Selon une étude italienne, les Romains auraient utilisé ce mystérieux objet comme instrument de mesure durant leurs campagnes militaires

LES DODÉCAÈDRES ROMAINS DÉCOUVERTS ÉTAIENT TOUS DE TAILLE DIFFÉRENTE

Toutefois, beaucoup d’historiens contestent cette théorie.
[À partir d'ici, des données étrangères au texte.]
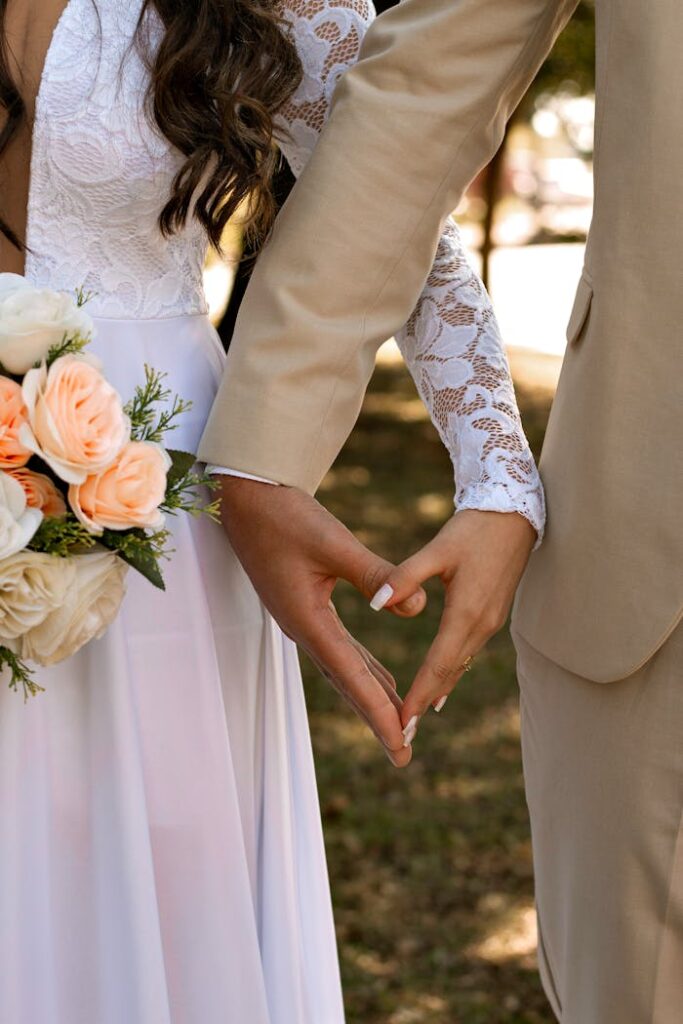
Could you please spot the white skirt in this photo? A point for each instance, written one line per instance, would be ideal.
(161, 851)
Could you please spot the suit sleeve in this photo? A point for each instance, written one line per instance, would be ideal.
(411, 125)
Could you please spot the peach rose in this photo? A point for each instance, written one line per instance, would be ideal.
(12, 415)
(40, 492)
(76, 421)
(127, 493)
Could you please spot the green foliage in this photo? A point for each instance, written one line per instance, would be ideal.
(70, 345)
(20, 674)
(61, 536)
(146, 424)
(140, 550)
(182, 484)
(571, 62)
(428, 863)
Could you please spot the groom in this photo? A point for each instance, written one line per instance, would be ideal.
(598, 620)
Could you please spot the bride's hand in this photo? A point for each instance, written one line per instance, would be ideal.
(479, 557)
(294, 552)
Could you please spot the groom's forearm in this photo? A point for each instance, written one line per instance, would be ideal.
(411, 126)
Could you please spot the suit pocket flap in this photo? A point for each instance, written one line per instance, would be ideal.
(582, 306)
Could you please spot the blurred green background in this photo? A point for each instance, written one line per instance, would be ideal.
(431, 867)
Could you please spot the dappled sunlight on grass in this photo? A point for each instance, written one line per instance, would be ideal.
(430, 866)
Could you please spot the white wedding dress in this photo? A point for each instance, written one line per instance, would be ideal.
(161, 852)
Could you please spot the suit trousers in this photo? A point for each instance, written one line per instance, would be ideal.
(603, 770)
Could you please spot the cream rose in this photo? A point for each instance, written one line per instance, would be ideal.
(76, 421)
(40, 492)
(91, 603)
(126, 494)
(17, 521)
(32, 585)
(12, 416)
(32, 320)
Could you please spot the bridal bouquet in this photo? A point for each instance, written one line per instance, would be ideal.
(85, 481)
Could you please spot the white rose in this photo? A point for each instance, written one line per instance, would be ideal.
(17, 521)
(32, 320)
(32, 585)
(91, 604)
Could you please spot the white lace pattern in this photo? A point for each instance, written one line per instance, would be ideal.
(452, 344)
(100, 174)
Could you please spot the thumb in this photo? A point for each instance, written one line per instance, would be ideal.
(401, 591)
(369, 573)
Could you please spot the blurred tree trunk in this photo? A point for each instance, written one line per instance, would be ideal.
(493, 185)
(283, 185)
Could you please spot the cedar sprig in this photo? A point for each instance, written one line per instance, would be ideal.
(60, 536)
(20, 674)
(144, 423)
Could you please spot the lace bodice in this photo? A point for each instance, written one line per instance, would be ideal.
(100, 174)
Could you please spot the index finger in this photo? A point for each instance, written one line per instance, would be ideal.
(332, 649)
(443, 664)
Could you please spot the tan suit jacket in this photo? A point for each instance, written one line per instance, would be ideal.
(410, 128)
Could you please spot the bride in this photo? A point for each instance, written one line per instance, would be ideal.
(161, 854)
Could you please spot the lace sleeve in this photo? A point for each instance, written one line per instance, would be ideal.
(452, 343)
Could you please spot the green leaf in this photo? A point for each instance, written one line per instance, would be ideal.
(135, 548)
(181, 464)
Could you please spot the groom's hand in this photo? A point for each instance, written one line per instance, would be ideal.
(479, 557)
(294, 552)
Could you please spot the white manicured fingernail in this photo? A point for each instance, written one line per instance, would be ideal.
(383, 595)
(410, 731)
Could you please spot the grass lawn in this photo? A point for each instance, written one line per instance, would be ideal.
(431, 867)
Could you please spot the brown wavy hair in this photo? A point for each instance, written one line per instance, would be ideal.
(222, 70)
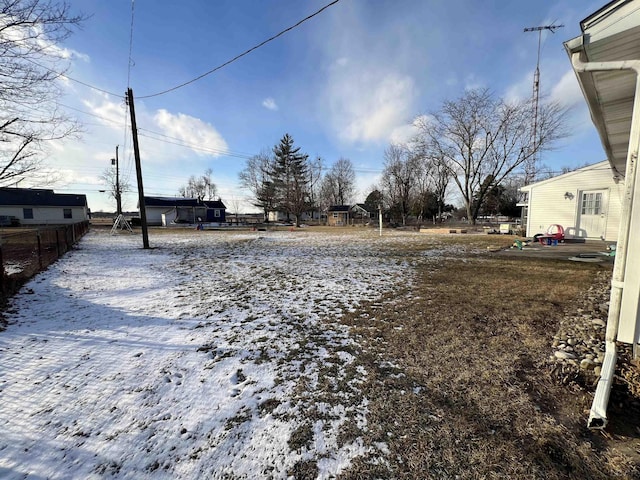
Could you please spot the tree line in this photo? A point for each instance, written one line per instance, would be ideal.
(478, 147)
(285, 179)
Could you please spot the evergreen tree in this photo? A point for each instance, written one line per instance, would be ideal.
(290, 177)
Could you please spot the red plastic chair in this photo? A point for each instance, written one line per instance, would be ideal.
(553, 235)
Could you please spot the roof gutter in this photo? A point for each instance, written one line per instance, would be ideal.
(598, 413)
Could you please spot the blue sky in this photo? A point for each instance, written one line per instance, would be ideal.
(343, 84)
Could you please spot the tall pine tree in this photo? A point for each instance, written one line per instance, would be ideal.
(290, 178)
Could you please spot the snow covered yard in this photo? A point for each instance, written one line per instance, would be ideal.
(213, 355)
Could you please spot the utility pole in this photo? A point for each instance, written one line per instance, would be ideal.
(136, 153)
(530, 169)
(118, 192)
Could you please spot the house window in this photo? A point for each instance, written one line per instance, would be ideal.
(592, 203)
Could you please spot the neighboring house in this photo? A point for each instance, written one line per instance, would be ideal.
(279, 216)
(167, 210)
(586, 202)
(31, 206)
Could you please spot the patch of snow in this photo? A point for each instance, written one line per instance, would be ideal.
(196, 359)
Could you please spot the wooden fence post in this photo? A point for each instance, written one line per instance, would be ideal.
(2, 286)
(39, 250)
(57, 244)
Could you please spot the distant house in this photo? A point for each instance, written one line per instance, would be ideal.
(338, 215)
(586, 202)
(342, 215)
(167, 210)
(31, 206)
(361, 214)
(280, 216)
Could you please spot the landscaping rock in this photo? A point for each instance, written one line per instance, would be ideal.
(562, 355)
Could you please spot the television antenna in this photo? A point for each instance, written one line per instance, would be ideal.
(530, 169)
(120, 222)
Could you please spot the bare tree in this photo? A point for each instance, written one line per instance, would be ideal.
(338, 185)
(123, 183)
(315, 184)
(199, 187)
(399, 179)
(235, 203)
(480, 137)
(31, 63)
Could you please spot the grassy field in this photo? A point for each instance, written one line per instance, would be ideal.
(460, 383)
(444, 371)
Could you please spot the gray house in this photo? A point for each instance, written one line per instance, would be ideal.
(31, 206)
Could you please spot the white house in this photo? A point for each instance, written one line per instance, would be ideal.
(586, 202)
(31, 206)
(606, 60)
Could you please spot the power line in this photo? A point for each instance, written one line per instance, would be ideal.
(182, 143)
(237, 57)
(64, 75)
(130, 46)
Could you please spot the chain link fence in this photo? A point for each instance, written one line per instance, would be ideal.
(26, 251)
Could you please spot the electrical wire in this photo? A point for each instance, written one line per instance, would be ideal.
(64, 75)
(237, 57)
(183, 143)
(130, 46)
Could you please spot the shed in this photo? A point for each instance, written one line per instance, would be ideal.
(31, 206)
(586, 202)
(164, 210)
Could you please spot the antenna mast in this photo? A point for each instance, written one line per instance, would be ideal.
(530, 167)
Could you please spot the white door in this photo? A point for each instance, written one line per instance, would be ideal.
(593, 214)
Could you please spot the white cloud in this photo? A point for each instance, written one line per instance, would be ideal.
(192, 131)
(367, 106)
(567, 91)
(111, 114)
(270, 104)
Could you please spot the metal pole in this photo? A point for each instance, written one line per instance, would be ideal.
(118, 197)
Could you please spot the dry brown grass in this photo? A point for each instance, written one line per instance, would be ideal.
(465, 391)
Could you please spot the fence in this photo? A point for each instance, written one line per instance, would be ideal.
(26, 251)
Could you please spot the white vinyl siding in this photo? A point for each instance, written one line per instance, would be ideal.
(561, 200)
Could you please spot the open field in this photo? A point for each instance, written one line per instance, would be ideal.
(305, 354)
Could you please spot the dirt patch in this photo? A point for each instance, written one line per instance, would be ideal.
(460, 382)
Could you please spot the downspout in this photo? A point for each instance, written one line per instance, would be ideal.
(598, 413)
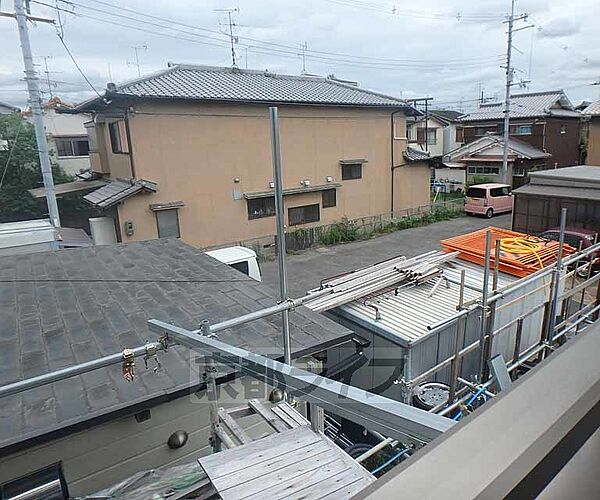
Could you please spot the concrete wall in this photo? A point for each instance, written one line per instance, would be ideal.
(593, 156)
(103, 455)
(195, 151)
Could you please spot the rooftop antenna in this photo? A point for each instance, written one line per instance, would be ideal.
(304, 47)
(233, 39)
(136, 63)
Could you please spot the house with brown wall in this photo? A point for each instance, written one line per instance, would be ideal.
(547, 121)
(592, 135)
(188, 154)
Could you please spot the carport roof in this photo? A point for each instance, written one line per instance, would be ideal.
(66, 307)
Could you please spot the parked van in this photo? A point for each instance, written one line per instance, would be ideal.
(488, 199)
(241, 258)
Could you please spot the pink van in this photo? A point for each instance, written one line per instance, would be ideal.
(488, 199)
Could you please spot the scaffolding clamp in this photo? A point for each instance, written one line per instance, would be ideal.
(128, 365)
(151, 350)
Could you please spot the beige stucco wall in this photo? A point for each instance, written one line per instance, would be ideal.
(195, 151)
(411, 186)
(593, 156)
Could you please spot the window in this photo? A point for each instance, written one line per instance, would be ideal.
(72, 146)
(329, 198)
(116, 140)
(484, 130)
(483, 170)
(261, 207)
(503, 191)
(167, 222)
(521, 129)
(303, 215)
(351, 171)
(242, 267)
(460, 134)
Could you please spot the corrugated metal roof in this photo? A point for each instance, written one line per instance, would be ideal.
(592, 109)
(527, 106)
(118, 191)
(209, 83)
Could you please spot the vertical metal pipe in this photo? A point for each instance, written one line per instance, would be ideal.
(557, 272)
(484, 302)
(460, 323)
(283, 289)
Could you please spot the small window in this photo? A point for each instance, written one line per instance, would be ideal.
(303, 215)
(261, 207)
(351, 171)
(167, 222)
(72, 146)
(242, 267)
(460, 134)
(329, 198)
(114, 130)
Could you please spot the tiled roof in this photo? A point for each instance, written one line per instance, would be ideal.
(592, 109)
(531, 105)
(208, 83)
(66, 307)
(519, 148)
(412, 154)
(117, 191)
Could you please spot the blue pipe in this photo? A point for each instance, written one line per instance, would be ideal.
(473, 398)
(391, 460)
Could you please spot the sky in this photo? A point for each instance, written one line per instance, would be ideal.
(451, 50)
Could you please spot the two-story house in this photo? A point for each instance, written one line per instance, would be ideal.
(592, 133)
(188, 154)
(439, 134)
(547, 121)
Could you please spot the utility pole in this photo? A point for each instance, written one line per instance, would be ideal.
(35, 101)
(304, 47)
(508, 85)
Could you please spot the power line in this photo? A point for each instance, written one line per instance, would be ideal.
(12, 149)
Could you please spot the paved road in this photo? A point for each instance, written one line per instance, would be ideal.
(308, 268)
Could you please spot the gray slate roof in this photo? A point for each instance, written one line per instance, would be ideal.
(592, 109)
(117, 191)
(531, 105)
(70, 306)
(209, 83)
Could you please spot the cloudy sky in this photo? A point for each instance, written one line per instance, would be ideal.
(449, 49)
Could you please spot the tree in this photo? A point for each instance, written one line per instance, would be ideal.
(20, 171)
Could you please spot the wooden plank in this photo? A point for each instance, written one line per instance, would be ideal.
(224, 437)
(287, 485)
(240, 411)
(232, 461)
(284, 417)
(268, 415)
(283, 467)
(292, 412)
(233, 427)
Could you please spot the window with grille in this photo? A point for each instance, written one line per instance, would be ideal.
(72, 146)
(351, 171)
(329, 198)
(167, 223)
(303, 214)
(261, 207)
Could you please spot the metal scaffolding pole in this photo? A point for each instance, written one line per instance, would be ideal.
(390, 417)
(283, 290)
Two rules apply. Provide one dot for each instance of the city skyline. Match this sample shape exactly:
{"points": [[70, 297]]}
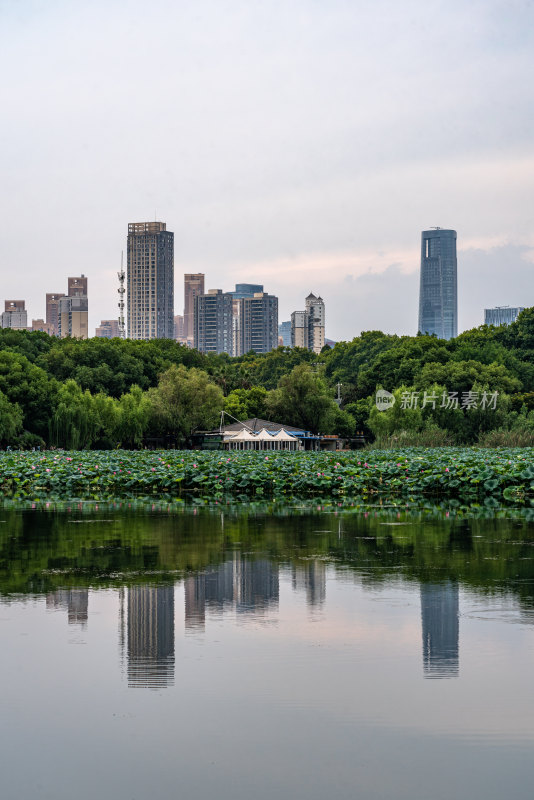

Parmi eux, Tibor Grüll, de l’Université de Pécs en Hongrie, qui a estimé en 2016 que « l’ensemble des dodécaèdres romains découverts étaient de taille différente, et ne possédaient aucune des inscriptions que l’on retrouvait habituellement sur les instruments de mesure romains ».

De plus, les zones où les différents dodécaèdres ont été découverts (s’étalant grosso-modo du nord de l’Angleterre à la Hongrie) suggère qu’il ne pouvait s’agir d’objets utilisés par l’armée romaine, puisque cette dernière menait à l’époque des campagnes militaires à travers tout l’Empire (de l’Europe au Moyen-Orient en passant par l’Afrique du Nord).

Certains chercheurs estiment que le dodécaèdre était un objet destiné au jeu, bien que sa conception et son nombre de faces écartent la possibilité qu’il ait pu s’agir d’un dé (à la différence des dés romains faits de bois, de pierre ou d’ivoire, les perforations du dodécaèdre le faisaient toujours retomber de la même façon).

D’autres suggèrent que ces objets possédaient une signification culturelle particulière pour les peuples des anciennes régions gauloises du nord de l’Europe. En 1939, la découverte d’un dodécaèdre en bronze particulièrement bien conservé à Krefeld (Allemagne) donnait du crédit à cette idée. L’objet en question, retrouvé dans la tombe d’un femme riche ayant vécu au 4e siècle, constituait probablement la tête d’un sceptre, censé conférer à sa propriétaire pouvoir religieux et prestige.

Peut-être s’agissait-il d’objets utilisés pour la divination, alors extrêmement populaire dans l’empire romain (les douze faces des dodécaèdres pouvant rappeler les signes du zodiaque), ou l’astronomie (le dodécaèdre représentant pour Platon la forme idéale pour analyser les constellations d’étoiles).

CERTAINS HISTORIENS PENSENT QUE L’OBJET ÉTAIT UTILISÉ POUR LA DIVINATION OU L’ASTRONOMIE

Quoi qu’il en soit, la signification culturelle de ces étranges objets reste purement spéculative pour l’archéologue allemand Rüdiger Schwarz : « Aucune source historique ne précise la fonction ou la signification de ces objets. En l’absence de preuves, toutes les théories développées au fil des siècles pourraient se révéler valables ».

Les dodécaèdres romains sont encore loin de nous avoir révélé tous leurs secrets

Pour Schwarz, les dodécaèdres représentaient une sorte de « chef-d’œuvre » destinée à démontrer les capacités d’un artisan, ce qui expliquerait pourquoi ils présentaient si peu de signes d’usure : « La fonction du dodécaèdre importait peu. Seule la précision et la qualité du travail réalisé comptait. On peut aisément imaginer qu’il s’agissait un moyen efficace pour les fondeurs de bronze romains de démontrer leur habileté dans l’optique d’obtenir un certain statut ».